Mongolian traditional clothes
The Mongolian traditional costume consists of a deel, a hat, boots, and accessories. There are differences between the costumes of the various ethnic groups, but all the deels have the same shape: long sleeves, a wide flap that gets folded up on the chest, buttons on the right shoulder, a high collar, and a fabric belt around the waist.
For men, the deel for work is traditionally made of thick cotton or wool, while the women’s deel is more luxurious, with silk prints. Winter deels are covered with sheep or goat skin. The traditional hat can be made of fur, silk, or felt according to its shape. The boots are generally made of leather with a thick felt lining. Many herders make their own deel and boots, and wear them, but more and more Mongolians wear occidental clothes. Nowadays, most city-wellers wear the Mongolian traditional costume only for celebrations like Tsagaan Sar (lunar new year) or for special occasions like graduation ceremony or weddings.
The first known Mongolian costume was the one that Huns wore. It consisted of a deel with a flap on front, pointed boots, and a belt. Turkish people who lived in Central Asia from the 6th to the 10th century used to wear similar clothes, but the deel was closed in the opposite direction. It’s only from the 13th century that the Mongolian costume was made more beautiful, with silk instead of leather or wool. The high collar and the flap of the modern deel appeared quite recently, when Manchuria ruled on Mongolia. Beforehand, the front of the deel was closed diagonally, like Mongolian monks still wear it today.
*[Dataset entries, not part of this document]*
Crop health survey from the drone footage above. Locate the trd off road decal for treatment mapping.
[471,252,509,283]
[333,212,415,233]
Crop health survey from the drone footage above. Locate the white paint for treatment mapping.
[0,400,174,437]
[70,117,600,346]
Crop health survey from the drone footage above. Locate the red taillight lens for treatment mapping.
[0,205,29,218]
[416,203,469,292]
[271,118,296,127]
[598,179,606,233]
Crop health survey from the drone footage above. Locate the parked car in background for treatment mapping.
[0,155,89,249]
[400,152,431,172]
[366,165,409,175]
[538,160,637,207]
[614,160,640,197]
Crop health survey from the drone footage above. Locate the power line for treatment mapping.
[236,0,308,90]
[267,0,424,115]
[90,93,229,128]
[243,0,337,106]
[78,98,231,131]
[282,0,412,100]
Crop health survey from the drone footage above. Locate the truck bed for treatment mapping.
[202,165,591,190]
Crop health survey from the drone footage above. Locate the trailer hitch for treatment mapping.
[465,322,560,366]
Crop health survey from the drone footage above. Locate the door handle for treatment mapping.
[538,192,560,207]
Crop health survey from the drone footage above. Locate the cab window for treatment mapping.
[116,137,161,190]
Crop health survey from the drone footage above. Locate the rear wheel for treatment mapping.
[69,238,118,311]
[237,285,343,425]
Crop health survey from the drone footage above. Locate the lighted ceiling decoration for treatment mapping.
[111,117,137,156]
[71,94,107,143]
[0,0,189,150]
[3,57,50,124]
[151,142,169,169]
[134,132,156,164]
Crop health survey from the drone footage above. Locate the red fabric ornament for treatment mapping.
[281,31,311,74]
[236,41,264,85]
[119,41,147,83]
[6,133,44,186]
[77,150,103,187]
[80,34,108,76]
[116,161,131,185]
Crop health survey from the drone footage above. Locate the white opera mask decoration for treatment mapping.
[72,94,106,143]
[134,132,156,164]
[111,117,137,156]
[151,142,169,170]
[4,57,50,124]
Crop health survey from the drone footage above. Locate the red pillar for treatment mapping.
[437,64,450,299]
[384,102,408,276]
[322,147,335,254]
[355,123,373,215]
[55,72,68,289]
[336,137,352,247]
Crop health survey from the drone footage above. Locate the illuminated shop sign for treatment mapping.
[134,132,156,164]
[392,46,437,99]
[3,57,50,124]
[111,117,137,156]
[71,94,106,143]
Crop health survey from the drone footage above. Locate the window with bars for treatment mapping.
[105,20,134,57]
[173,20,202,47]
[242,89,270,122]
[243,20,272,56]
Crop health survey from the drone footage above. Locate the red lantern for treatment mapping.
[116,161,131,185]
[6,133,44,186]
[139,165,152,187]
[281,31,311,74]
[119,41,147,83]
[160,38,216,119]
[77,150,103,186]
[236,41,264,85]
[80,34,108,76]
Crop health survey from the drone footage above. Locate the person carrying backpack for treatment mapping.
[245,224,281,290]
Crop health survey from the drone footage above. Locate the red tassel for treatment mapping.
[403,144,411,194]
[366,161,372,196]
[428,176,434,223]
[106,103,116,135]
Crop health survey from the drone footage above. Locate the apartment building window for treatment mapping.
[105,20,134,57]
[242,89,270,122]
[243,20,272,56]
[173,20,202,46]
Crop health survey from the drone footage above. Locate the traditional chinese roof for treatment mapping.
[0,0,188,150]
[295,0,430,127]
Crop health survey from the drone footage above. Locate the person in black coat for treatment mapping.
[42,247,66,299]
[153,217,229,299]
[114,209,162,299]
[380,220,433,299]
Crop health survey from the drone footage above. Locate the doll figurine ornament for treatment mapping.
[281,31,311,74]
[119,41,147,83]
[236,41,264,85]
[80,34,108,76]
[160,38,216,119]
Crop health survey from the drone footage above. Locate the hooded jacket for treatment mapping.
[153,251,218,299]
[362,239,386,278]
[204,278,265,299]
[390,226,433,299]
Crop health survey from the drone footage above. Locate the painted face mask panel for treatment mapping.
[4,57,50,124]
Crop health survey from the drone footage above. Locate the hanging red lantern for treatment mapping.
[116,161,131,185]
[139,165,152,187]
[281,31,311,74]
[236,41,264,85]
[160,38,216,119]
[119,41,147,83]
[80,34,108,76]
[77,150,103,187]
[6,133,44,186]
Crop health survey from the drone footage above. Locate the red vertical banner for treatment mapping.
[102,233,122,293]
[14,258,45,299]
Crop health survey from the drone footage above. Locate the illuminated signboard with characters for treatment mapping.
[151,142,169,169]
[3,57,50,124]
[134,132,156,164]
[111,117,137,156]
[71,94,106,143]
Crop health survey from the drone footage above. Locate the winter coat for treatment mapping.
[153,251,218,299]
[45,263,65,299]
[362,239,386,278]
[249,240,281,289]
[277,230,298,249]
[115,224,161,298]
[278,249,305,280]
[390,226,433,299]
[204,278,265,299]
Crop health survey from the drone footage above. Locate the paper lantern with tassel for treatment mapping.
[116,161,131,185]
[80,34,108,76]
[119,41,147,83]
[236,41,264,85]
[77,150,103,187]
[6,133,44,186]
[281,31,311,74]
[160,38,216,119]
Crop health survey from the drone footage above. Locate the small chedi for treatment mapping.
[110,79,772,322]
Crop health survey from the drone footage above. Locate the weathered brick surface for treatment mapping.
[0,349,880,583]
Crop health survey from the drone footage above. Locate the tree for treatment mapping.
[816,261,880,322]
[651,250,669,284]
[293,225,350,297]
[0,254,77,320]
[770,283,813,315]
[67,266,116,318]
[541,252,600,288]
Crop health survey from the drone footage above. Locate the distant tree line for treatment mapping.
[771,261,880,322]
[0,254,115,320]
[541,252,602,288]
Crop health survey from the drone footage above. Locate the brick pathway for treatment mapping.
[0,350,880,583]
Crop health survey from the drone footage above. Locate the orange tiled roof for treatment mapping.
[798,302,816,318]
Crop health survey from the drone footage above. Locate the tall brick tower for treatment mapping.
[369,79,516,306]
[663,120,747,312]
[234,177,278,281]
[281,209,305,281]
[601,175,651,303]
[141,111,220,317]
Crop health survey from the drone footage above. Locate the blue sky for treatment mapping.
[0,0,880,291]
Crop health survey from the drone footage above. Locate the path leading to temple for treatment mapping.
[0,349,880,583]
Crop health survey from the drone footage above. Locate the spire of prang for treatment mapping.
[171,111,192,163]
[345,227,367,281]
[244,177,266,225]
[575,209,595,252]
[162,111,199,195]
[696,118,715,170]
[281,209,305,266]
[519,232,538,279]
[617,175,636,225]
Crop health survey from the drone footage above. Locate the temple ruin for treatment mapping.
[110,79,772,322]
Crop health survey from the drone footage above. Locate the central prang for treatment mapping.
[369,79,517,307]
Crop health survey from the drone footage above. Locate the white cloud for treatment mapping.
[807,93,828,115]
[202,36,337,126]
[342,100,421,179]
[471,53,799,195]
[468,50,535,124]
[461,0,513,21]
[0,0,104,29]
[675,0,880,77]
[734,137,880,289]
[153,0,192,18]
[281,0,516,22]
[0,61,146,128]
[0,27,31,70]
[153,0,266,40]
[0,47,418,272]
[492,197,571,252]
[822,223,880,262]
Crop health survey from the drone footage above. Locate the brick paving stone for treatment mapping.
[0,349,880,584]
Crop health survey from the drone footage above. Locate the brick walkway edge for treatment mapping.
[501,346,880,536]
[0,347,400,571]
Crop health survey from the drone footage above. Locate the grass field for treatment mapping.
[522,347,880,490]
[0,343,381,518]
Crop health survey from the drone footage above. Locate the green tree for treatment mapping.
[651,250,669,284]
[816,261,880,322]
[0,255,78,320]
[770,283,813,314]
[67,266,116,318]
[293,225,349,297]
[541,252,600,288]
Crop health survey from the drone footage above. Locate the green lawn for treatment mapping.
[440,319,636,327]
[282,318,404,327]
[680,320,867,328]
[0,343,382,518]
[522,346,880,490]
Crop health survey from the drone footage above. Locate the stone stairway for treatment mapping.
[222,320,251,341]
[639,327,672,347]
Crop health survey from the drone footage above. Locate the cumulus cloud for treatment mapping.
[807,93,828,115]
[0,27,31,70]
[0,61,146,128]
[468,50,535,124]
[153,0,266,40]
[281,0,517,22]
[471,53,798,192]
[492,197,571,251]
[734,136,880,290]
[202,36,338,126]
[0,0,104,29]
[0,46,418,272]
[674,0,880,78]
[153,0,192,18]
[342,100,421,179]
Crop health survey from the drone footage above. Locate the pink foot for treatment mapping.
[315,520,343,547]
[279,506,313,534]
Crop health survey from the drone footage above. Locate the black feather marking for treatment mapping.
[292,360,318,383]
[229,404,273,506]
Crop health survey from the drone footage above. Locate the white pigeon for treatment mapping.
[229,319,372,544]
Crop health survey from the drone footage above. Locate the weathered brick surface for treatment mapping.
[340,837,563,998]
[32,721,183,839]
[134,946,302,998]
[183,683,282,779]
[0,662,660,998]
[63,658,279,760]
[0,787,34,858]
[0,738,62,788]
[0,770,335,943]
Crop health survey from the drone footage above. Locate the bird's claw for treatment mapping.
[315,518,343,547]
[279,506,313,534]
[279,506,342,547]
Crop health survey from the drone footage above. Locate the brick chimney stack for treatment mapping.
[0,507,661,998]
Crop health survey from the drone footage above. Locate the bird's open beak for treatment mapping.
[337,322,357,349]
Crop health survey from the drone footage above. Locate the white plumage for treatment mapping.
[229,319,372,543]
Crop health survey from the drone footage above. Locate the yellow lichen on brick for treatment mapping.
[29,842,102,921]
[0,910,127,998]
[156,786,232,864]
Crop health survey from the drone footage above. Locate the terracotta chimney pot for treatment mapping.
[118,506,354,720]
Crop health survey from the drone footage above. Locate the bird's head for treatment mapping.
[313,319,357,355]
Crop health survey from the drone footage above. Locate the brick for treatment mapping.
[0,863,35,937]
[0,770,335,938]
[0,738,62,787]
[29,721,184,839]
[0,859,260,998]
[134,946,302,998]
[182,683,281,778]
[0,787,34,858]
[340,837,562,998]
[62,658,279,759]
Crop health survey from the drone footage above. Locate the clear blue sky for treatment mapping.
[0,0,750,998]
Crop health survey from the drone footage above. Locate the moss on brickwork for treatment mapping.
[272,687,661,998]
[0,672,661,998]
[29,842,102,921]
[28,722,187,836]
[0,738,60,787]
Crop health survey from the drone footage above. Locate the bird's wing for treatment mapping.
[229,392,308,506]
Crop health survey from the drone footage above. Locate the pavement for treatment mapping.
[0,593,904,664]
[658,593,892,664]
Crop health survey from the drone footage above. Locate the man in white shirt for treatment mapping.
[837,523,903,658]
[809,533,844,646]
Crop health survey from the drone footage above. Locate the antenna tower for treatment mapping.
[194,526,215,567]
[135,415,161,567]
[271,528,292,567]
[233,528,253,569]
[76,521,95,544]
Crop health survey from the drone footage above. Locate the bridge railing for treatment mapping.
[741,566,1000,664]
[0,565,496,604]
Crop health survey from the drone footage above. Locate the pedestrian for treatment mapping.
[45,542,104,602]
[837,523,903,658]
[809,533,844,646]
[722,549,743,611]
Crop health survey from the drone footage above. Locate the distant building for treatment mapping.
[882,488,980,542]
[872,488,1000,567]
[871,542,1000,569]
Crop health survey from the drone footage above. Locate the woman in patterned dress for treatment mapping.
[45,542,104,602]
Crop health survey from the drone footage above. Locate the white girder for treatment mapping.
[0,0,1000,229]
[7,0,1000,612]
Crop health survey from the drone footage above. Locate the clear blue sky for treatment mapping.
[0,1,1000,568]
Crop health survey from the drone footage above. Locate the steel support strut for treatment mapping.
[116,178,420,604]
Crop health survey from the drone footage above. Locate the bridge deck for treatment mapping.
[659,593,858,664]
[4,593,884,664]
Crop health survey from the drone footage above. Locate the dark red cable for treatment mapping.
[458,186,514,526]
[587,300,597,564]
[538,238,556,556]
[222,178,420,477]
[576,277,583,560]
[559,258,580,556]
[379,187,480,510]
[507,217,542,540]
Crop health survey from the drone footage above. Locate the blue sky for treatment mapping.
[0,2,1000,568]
From the beginning of the 20th century, women started to wear a sophisticated and richly decorated deel, with beautiful jewels, to show their social position. For example, the deel of a Khalkh’s wife was made with silk and brocade covered with gold or silver. On top of it, she could choose to wear a uuj, or a dress without sleeves of a different colour. Regarding jewels, she used to wear pendants in coral, jade, pearls, or other precious stones, pearls being considered as the most precious material, coral and silver after. Hair were most often flattened and tied in a high veil decorated with silver. After the communist revolution, clothes so richly decorated were declared illegal because they symbolised richness. The women’s dresses were made much more simple, and occidental hats and caps replaced Mongolian traditional hats. Men cut their ponytail, and women, for the first time, cut their hair too.